Pentagon officials, meanwhile, have stated that the Air Force should develop a family of long-range strike capabilities instead of pouring its money into a single new aircraft with a narrowly defined mission.
If that plan comes to fruition, the Air Force would still need a new bomber, say air-power advocates.
“We are now in what I would personally call a bomber gap,” said Rebecca Grant, director of the Mitchell Institute for Airpower Studies, which hosted the discussion. The United States has a significant force of B-52s, B-1s and stealth B-2s that have seen action in Afghanistan and Iraq, but “it’s high time for a new and lasting solution,” Grant said during a discussion about long-range strike options at this week’s Air Force Association Air and Space conference.
Bombers provide key support to maintaining global stability, said Retired Air Force Lt. Gen. Robert J. Elder Jr., now a research professor at George Mason University. They don’t just hit targets. They achieve “peace through power,” building up allies and deterring enemies, he said.
But the B-52 and B-1 will become “logistically unsustainable” by 2040, Elder said. The Air Force needs a new bomber that is both stealthy and can perform standoff missions, he said.
The standoff capability probably can wait, Gunzinger said. Future wars will likely be fought in increasingly contested airspace, and the United States needs better penetrating capabilities, he said.
“In a non-permissive environment, let’s face it, we’re down to a handful of B-2s,” he said, adding that there is a significant capability gap that continues to grow in the nation’s long-range strike force. The Pentagon plans to spend $78 billion on new fighter programs from fiscal year 2011 to fiscal year 2015 compared to $9.2 billion on long-range strike.

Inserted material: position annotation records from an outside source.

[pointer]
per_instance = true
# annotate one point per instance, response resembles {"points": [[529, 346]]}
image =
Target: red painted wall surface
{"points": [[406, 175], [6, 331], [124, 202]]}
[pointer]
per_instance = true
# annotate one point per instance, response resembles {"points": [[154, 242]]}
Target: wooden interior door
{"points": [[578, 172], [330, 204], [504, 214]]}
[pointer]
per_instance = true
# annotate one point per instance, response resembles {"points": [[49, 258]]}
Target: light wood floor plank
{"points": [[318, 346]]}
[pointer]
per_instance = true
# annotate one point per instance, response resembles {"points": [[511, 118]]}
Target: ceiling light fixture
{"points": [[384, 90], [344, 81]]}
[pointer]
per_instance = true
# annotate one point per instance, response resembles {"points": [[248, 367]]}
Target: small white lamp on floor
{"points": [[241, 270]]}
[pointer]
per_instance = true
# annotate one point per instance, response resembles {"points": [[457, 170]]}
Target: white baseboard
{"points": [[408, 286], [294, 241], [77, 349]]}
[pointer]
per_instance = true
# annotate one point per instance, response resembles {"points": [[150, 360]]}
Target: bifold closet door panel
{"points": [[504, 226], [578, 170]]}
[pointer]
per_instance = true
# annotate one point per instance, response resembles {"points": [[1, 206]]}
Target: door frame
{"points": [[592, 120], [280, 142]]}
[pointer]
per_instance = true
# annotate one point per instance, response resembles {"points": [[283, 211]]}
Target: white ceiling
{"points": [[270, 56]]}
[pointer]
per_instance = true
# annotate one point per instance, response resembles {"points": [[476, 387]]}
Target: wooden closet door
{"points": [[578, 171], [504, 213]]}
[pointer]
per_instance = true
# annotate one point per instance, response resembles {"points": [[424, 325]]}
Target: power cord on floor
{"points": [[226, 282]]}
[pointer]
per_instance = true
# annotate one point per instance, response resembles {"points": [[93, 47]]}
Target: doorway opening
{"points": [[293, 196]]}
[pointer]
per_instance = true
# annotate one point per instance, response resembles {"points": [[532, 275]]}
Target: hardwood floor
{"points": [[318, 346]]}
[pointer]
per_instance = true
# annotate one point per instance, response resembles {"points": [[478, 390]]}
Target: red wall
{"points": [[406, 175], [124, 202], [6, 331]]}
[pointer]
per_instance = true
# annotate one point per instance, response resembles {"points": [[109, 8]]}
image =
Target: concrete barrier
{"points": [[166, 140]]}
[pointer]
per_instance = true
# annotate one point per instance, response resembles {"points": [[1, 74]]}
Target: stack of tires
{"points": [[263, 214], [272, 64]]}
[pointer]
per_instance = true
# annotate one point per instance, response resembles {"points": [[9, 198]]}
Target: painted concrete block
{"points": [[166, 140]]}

The Defense Department has four options, Gunzinger writes in his report. The first is to keep upgrading current bombers and defer a new one until the 2020s. The second option is to move to an all-standoff strike force until the 2040s. Another option would be to take “one bite of the apple” and buy a penetrating bomber to replace the entire existing long-range strike force.
But the best option, Gunzinger said, is to field a new penetrating bomber first. Because current aircraft can perform standoff attack missions, the Pentagon should hold off on a new standoff strike platform until production of a penetrating bomber nears completion. To fill the gap, the Navy and Air Force should invest in a joint cruise missile that can be launched from short- and long-range platforms and carry conventional or nuclear warheads, Gunzinger said.
Elder added that he likes the idea of a hypersonic cruise missile.
Whatever the approach, it needs to leverage a mix of capabilities and not lean too much on one expensive platform, Gunzinger said.
The next few months will provide more insight into the Pentagon’s plans. The long-range strike dilemma could re-energize the aerospace engineering community, Gunzinger said.
His organization found that at any given point over the past 40 years the U.S. military has had between seven and 13 major systems in development.
“Today there are none,” he said. “Not a single program.”